Workshop materials are located here.
Overview
Examples
Overview of Data Preparation and Indexing Steps
Data Preparation
- [#DataPrepStep1 validating the files individually] against the EAD 2002 DTD
make validateeach
- [#DataPrepStep2 concatenating the files into one larger XML file]
make prepdocs
- [#DataPrepStep3 validating the concatenated file] against the dlxsead2002 DTD:
make validate
- [#DataPrepStep4 "normalizing" the concatenated file.]
make norm
- [#DataPrepStep5 validating the normalized concatenated file against the dlxsead2002 DTD]
make validate
The end result of these steps is a file containing the concatenated EADs wrapped in a <COLL> element which validates against the dlxsead2002 and is ready for indexing:
<COLL>
<ead><eadheader><eadid>1</eadid>...</eadheader>... content</ead>
<ead><eadheader><eadid>2</eadid>...</eadheader>... content</ead>
<ead><eadheader><eadid>3</eadid>...</eadheader>... content</ead>
</COLL>
WARNING! If are extra characters or some other problem with the part of the program that strips out the xml declaration and the docytype declearation the file will end up like:
<COLL>
baddata<ead><eadheader><eadid>1</eadid>...</eadheader>... content</ead>
baddata<ead><eadheader><eadid>2</eadid>...</eadheader>... content</ead>
baddata<ead><eadheader><eadid>3</eadid>...</eadheader>... content</ead>
</COLL>
In this case you will get "character data not allowed" or similar errors during the make validate step.

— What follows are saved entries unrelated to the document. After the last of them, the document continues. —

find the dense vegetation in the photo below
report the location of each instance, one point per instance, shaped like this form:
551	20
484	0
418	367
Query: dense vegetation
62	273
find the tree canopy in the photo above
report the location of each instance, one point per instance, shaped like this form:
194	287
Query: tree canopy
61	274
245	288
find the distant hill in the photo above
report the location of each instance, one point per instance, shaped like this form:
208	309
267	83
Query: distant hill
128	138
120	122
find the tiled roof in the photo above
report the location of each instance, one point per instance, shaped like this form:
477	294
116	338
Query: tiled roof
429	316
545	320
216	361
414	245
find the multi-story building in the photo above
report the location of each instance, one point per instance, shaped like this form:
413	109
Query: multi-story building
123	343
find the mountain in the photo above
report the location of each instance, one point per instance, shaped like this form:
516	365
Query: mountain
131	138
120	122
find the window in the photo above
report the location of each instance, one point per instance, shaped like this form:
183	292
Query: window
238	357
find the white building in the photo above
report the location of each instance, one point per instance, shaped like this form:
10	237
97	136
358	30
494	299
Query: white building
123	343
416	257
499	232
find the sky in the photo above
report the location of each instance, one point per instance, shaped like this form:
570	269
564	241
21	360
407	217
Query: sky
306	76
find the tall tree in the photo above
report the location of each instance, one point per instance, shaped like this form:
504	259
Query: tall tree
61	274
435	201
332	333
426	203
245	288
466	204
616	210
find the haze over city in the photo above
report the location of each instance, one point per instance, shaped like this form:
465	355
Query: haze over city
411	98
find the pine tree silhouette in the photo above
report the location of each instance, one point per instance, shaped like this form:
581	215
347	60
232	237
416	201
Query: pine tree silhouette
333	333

You can troubleshoot by looking at the concatenated file and/or checking your original EADs.
Indexing
- make singledd indexes words for texts that have been concatenated into on large file for a collection. This is the recommended process.
- make xml indexes the XML structure by reading the DTD. Validates as it indexes.
- make post builds and indexes fabricated regions based on the XPAT queries stored in the workshopfa.extra.srch file.